Willy Chavarria Spring 2026 womenswear review.
In previous seasons, to attend a Willy Chavarria show is to enter the visionary’s politically charged, supportive fan community fueled by passion. The venues are packed, the crowds outside are monumental and the energy inside is palpable. But for the spring 2026 womenswear season, the designer decided to switch things up and go totally in the opposite direction with an extremely small, curated couture salon style show inside of a beautifully rococo designed room of the newly opened Printemps department store downtown.
Models sauntered and broke the fourth fall of fashion by making eye contact with the small crowd, walking through the room in a maze-like configuration with champagne glasses, single roses and numbered cards in hand. The beautifully high ceiling, intimate crowd and spaced out seating was a real world rarity in a system full of shows with overpacked benches and warehouse venues. It was a total throwback to the early days of runway shows, when models wound around the rooms of the atelier and slowly posed for clients and guests with those aforementioned cards to make it easy to place orders for the upcoming collection.
The unconventional NYFW show was held in celebration of the famed menswear designer’s wider womenswear launch. Some of the styles shown previously made their runway debut in Paris at the label’s menswear show in June 2025–granted, on a very different stage.

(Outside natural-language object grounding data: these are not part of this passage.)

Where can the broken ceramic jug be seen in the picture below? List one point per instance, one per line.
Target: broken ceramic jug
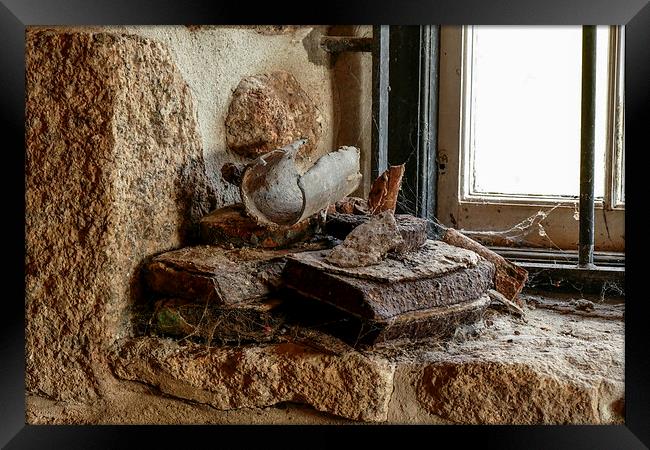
(275, 193)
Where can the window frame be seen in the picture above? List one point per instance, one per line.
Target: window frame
(456, 209)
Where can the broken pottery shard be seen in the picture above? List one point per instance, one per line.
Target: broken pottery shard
(217, 324)
(384, 191)
(413, 229)
(220, 275)
(436, 275)
(367, 244)
(276, 194)
(230, 226)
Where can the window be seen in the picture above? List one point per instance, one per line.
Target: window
(509, 132)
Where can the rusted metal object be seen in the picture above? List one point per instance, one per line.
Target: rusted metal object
(436, 275)
(431, 324)
(230, 226)
(274, 193)
(383, 193)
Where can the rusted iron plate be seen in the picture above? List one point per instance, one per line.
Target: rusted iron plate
(377, 300)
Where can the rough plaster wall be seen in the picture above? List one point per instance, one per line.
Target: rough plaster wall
(213, 60)
(353, 100)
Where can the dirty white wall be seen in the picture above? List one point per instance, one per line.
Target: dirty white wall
(213, 59)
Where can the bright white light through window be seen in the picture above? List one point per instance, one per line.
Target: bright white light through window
(524, 118)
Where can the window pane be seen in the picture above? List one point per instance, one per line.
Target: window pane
(525, 110)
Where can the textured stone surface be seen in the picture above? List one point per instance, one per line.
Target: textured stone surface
(579, 360)
(350, 385)
(231, 226)
(114, 173)
(378, 300)
(552, 369)
(413, 229)
(431, 324)
(433, 259)
(210, 272)
(269, 111)
(368, 243)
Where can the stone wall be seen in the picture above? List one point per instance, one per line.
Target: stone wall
(125, 136)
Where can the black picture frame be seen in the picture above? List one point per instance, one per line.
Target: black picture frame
(15, 15)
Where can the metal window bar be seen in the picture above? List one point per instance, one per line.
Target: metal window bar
(587, 147)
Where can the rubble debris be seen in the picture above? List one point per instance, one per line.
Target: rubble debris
(276, 194)
(509, 278)
(499, 301)
(412, 229)
(268, 111)
(233, 173)
(230, 226)
(368, 243)
(223, 276)
(384, 190)
(215, 324)
(432, 323)
(436, 275)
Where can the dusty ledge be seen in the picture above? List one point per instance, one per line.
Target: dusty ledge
(553, 369)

The hair was big, the attitudes were everything and the atmosphere was pure, old school glamour. In the world of Chavarria, there is also always going to be a certain rawness too. Here, that was delivered in the way the models carried themselves as well as the effortlessly cool silhouettes. Chavarria’s power is in cutting shapes that are big, strong, slightly punk and even a little big retro in their shape. Look at the contemporary womenswear landscape and he really fills a unique gap. Even his menswear–especially the oversized suits–is iconic when worn by women. Here, backless gowns had models swanning through the space while shoulder-padded green leather bomber jackets were a masterclass in instant personal style factor.
“It’s important to me that dressing be personal,” the designer said. “I’m delighted to share the collection in an intimate setting where I can speak about the love I have for women and what they wear.” If there was any question of whether or not this famed menswear designer can also dress women–he answered it with this collection.